A daily review of what’s making news in South Carolina state government.
Thursday marks the final day of the 2017 regular session in the state House and Senate. Lawmakers are taking a bit of a victory lap a day after a 12 cents per-gallon gas tax increase became law over the objections of Gov. Henry McMaster.
Legislators overwhelmingly overrode McMaster’s veto on Wednesday, saying that raising the tax is the only realistic way for South Carolina to raise roughly $630 million in new road repair funding. McMaster had insisted the proposal would make driving more expensive and lawmakers had other options available such as borrowing new money or ensuring all current gas tax money is devoted solely to roadwork.
Members will spend Thursday attempting to compromise and pass various minor bills before the session ends at 5 p.m.
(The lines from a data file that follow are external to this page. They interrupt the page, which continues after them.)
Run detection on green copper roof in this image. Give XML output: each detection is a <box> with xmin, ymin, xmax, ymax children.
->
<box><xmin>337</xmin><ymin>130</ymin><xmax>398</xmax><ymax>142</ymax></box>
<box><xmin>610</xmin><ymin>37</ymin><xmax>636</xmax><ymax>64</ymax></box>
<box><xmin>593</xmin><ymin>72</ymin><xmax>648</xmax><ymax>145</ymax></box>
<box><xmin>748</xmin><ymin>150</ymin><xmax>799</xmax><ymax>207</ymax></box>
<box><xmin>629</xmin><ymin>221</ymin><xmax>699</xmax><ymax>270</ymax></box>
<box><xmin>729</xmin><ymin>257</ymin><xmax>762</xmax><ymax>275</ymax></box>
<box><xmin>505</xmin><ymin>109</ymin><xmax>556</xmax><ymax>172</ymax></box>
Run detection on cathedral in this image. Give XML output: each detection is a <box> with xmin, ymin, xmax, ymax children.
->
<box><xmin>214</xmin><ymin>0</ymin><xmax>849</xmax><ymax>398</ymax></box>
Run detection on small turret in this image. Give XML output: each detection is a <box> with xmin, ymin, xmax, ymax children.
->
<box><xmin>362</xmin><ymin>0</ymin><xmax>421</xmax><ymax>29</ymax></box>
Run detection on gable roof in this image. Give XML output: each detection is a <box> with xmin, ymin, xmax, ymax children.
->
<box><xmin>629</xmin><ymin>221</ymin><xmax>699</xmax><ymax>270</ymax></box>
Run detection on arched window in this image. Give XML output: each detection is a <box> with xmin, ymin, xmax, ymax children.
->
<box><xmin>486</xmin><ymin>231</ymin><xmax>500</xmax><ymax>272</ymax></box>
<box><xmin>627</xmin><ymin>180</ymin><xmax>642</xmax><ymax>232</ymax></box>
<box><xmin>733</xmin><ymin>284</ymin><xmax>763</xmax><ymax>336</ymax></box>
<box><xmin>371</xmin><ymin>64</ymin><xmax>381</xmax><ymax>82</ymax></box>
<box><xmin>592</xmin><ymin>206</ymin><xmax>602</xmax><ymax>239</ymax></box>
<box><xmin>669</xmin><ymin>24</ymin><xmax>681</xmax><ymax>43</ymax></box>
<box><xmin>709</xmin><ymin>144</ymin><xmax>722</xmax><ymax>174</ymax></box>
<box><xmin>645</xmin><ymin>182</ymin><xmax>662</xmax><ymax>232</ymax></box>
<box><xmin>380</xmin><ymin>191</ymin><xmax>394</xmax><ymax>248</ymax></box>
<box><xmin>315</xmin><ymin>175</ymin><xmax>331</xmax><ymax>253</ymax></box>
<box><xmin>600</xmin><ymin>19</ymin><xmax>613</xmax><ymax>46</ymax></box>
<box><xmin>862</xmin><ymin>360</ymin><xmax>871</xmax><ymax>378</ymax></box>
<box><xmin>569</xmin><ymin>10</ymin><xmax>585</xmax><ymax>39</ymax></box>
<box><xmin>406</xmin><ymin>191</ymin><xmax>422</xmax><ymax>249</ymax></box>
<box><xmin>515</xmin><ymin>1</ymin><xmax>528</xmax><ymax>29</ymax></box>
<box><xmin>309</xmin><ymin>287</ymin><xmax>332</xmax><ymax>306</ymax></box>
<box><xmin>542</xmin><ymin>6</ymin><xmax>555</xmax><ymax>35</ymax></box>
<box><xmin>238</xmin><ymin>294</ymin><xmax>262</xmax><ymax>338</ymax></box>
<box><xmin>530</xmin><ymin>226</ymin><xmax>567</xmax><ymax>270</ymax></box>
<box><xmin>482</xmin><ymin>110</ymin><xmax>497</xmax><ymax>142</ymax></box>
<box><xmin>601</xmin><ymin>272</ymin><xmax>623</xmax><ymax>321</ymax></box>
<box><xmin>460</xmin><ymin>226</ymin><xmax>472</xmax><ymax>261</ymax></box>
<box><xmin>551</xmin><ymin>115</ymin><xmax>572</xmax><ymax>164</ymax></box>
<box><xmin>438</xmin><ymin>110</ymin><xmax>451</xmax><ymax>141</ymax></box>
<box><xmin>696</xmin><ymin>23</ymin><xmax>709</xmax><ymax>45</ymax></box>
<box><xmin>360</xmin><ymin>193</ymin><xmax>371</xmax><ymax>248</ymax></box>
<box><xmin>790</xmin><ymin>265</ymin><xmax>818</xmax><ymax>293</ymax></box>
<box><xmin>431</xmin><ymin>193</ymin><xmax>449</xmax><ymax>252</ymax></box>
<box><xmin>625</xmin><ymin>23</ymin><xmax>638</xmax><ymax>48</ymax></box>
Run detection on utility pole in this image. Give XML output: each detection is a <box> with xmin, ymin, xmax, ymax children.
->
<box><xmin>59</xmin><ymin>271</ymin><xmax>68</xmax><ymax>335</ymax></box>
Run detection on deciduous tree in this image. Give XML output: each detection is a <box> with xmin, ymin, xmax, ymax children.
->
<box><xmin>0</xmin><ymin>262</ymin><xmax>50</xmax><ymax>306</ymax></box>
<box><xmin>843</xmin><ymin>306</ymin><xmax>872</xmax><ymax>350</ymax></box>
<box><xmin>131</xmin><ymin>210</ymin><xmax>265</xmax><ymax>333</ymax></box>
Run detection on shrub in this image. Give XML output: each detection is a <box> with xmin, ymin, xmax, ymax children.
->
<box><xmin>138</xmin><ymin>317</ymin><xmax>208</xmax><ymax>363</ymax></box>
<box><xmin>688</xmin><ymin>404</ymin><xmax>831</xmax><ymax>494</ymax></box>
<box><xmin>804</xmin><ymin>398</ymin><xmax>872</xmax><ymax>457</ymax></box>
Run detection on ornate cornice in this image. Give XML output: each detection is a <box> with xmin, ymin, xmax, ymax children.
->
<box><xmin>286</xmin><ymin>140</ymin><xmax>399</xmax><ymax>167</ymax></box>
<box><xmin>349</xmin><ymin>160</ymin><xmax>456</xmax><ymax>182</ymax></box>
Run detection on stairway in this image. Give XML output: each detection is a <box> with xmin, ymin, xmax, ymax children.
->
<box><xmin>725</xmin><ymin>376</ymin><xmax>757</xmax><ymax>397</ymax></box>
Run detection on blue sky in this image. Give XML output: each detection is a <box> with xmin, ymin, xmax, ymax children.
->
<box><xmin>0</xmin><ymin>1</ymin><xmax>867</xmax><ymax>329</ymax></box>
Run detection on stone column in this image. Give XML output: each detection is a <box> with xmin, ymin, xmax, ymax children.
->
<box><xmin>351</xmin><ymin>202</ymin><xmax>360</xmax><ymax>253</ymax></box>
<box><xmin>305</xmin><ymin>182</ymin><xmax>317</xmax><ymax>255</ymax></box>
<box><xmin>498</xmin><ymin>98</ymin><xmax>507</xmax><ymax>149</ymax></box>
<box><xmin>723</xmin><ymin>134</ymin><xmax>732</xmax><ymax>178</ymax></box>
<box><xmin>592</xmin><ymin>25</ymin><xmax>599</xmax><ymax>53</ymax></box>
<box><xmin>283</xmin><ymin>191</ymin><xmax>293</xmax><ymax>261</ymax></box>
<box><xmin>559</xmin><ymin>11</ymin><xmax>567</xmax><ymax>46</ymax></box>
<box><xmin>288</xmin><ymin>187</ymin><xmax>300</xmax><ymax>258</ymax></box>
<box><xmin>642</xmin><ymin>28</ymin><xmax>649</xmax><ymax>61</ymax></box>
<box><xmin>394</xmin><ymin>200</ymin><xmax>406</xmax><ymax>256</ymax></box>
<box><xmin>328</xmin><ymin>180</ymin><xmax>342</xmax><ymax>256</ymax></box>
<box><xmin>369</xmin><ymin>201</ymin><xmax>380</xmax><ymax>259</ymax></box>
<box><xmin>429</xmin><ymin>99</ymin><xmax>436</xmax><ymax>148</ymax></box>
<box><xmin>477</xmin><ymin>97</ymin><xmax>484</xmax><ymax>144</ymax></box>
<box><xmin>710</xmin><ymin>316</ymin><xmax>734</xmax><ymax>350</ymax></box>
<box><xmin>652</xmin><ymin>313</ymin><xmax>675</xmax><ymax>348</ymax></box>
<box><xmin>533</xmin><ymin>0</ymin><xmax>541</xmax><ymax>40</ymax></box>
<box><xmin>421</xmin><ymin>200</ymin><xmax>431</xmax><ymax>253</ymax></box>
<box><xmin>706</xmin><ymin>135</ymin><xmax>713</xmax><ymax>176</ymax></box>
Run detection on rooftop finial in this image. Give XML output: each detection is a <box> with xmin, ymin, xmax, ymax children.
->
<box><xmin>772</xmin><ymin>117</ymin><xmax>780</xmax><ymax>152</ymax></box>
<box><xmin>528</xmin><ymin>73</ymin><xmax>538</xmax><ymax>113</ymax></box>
However, legislators also still need to approve next year’s proposed budget.
Some legislation coming down to the wire today include an open records bill and tougher moped restrictions.
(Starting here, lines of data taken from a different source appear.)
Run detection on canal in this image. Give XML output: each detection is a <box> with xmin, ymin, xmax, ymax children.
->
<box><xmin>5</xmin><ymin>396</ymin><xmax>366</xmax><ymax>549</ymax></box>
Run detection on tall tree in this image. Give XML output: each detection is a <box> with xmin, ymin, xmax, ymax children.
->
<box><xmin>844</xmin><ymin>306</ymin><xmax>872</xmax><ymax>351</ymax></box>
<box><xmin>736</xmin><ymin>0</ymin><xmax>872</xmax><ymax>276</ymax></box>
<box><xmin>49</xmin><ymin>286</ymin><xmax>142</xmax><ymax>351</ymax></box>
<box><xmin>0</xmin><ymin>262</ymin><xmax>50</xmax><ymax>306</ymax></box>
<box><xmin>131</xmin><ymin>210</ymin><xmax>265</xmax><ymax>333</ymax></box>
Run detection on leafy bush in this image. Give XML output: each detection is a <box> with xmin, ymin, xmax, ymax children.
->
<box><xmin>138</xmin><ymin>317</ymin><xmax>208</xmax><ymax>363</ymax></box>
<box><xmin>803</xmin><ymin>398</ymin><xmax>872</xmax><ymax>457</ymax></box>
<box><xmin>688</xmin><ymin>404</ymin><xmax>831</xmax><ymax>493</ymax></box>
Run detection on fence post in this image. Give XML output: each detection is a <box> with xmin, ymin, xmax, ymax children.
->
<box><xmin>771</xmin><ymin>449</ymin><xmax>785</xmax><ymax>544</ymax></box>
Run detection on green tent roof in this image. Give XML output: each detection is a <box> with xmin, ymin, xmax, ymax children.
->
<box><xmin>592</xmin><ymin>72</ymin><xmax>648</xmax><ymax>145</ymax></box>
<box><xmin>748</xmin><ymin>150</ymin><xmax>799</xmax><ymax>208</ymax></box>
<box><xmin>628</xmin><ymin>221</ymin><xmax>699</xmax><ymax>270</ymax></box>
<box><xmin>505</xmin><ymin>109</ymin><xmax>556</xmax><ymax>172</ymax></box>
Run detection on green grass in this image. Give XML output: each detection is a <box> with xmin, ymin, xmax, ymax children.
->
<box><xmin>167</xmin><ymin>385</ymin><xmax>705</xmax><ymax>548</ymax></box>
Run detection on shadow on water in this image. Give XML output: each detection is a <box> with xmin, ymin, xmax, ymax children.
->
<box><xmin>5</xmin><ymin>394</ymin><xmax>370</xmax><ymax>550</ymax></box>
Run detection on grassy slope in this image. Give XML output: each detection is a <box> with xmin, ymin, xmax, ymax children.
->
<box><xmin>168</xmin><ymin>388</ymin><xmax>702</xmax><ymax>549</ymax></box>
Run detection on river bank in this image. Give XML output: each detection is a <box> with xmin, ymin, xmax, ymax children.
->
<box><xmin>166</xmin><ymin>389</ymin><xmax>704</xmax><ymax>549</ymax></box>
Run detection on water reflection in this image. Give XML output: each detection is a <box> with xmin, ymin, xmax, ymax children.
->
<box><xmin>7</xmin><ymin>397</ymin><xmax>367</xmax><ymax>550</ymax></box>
— Members of the House said they will try again next year on a plan that would try to raise nearly a half-billion dollars through borrowing to pay for building repairs at colleges and state agencies. With only one day remaining in this year’s regular session, the House voted Wednesday to delay any further debate on the $498 million bond plan until next January. Despite Wednesday’s vote, House Ways and Means Committee chairman Brian White said the state used to borrow on a cycle to raise funds for general maintenance work, but has not done so since 2001.
— The state Senate Wednesday passed a bill which attempts to make it easier for the public to access government documents. But The State newspaper reports a late amendment pulled some teeth out of the proposal. State Sen. Margie Bright Matthews, D-Colleton, stripped out House language creating a new office within the state Administrative Law Court which would allow cases to settle more quickly if an agency refuses to release records. The bill still would create a 30-day deadline for government entities to turn over public documents and requires a circuit court hear a case within 10 days.
— A group of state senators and representatives tasked with shoring up South Carolina’s flagging pension system are working on ways to make the fund more secure for the long-term. The Joint Committee on Pension Systems Review held the first of a second round of meetings this week, weeks after its plan to recharge the state’s retirement fund became law. The proposal had public agencies devote more tax dollars into the plans to help close a $20 billion gap between what the state has promised future retirees versus what it is expected to have on hand.
— Supporters briefly raised a Confederate battle flag on the Statehouse grounds Wednesday, honoring the banner removed by the legislature in 2015. But the attention was on an out-of-state group who trailed a banner with the flag behind a small plane flying over downtown Columbia for almost an hour. The group called itself the Virginia Flaggers and wrote the message says “NO COMPROMISE — VAFLAG.ORG.” The group’s website says it’s against “those who would desecrate our Confederate Monuments and memorials, and FOR our Confederate Veterans.”
— An Upstate Republican legislator plans to challenge his own party’s candidate for Secretary of State next year. State Rep. Joshua Putnam said he will make a formal announcement Thursday morning. The Secretary of State is an elected post which handles business filings and registers charities in South Carolina. Putnam said a lot of businesses are frustrated with the sluggishness of the office under current Secretary of State Mark Hammond, for instance that it did not create an online business filing system until this year.
— A former Florence County legislator who served for a single term in Congress has died at age 96. Former U.S. Rep. Ed Young passed away at home while surrounded by family Tuesday, according to an obituary. Young was a farmer who briefly served in the state House of Representatives as a Democrat from 1957 to 1960. He then switched parties and ran for Congress in 1972, becoming the first Republican to ever win South Carolina’s Sixth District. He lost reelection amid a national backlash against Republicans over the Watergate scandal two years later. He also unsuccessfully ran for governor in 1978.